For AI-generated text collection, we need to obtain prompts and then generate texts based on these prompts. While for human texts we take samples from Pile dataset we have to generate ai-samples from the same data-source, so that the only difference between them was human/ai written.

So, as prompts we take a random sample and then use part of it as text begging and ask LLMs to generate a completion for it.

We use the Ollama GitHub repository to run Large Language Models and generate completions for these prompts. As LLMs we use 30+ SOTA models from the top of LLM-Arena.

We also randomly select generation parameters for LLM during validation to make the dataset more diverse.

Data augmentation to prevent cheating

To prevent remembering Pile dataset and make it stablier to overfitting we add some augmentation to both ai-generated and human-written texts. First of all we select a random sequence of consecutive sentences from a given text. Then we add in a random place (or two) misspelling (about 10 different char-based augs) or remove a random adjective.

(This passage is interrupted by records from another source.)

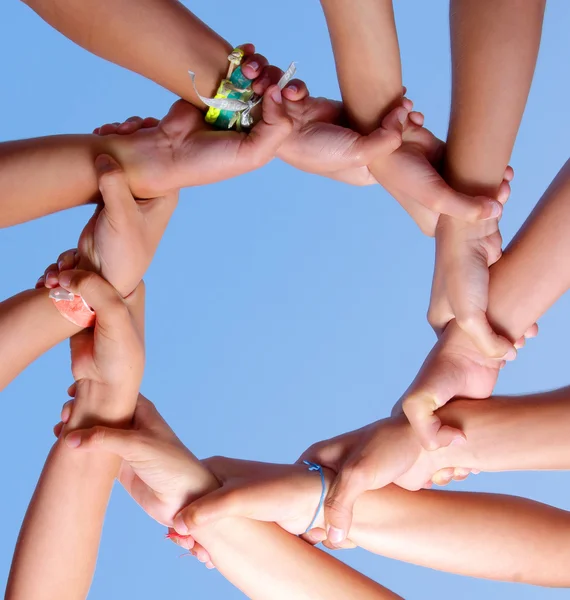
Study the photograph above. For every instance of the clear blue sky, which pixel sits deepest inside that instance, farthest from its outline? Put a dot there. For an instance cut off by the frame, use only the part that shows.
(305, 301)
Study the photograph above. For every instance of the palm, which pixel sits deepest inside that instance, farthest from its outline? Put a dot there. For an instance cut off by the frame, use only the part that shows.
(320, 143)
(411, 171)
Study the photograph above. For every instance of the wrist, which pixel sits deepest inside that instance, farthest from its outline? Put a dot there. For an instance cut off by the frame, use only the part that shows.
(101, 404)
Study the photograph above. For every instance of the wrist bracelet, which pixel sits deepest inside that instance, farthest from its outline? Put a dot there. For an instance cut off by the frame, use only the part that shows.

These augmentations don't allow miners to precalculate hashes on Pile dataset and then use them to determine whether this text is present in the human set of data or not.

Reward counting

Based on Detecting LLM-Generated Text in Computing Education article we decided to dived our reward on 3 parts:

F1 score

We decided to use it instead of classic accuracy, because it better represent quality of model especially on binary-classification tasks.

False Positive score

FP_score = 1 - FP / len(samples).

It is usually more important not to mistakenly classify human-written text as AI-generated than the other way around. It is preferable to tolerate a few more instances of student cheating or read some AI-generated emails than to wrongly penalize a real student or miss an important letter.

AP score

AP summarizes a precision-recall curve by calculating the weighted mean of precisions achieved at each threshold. This allows us to evaluate the quality of the model's ranking.

The final reward is the average of these three values.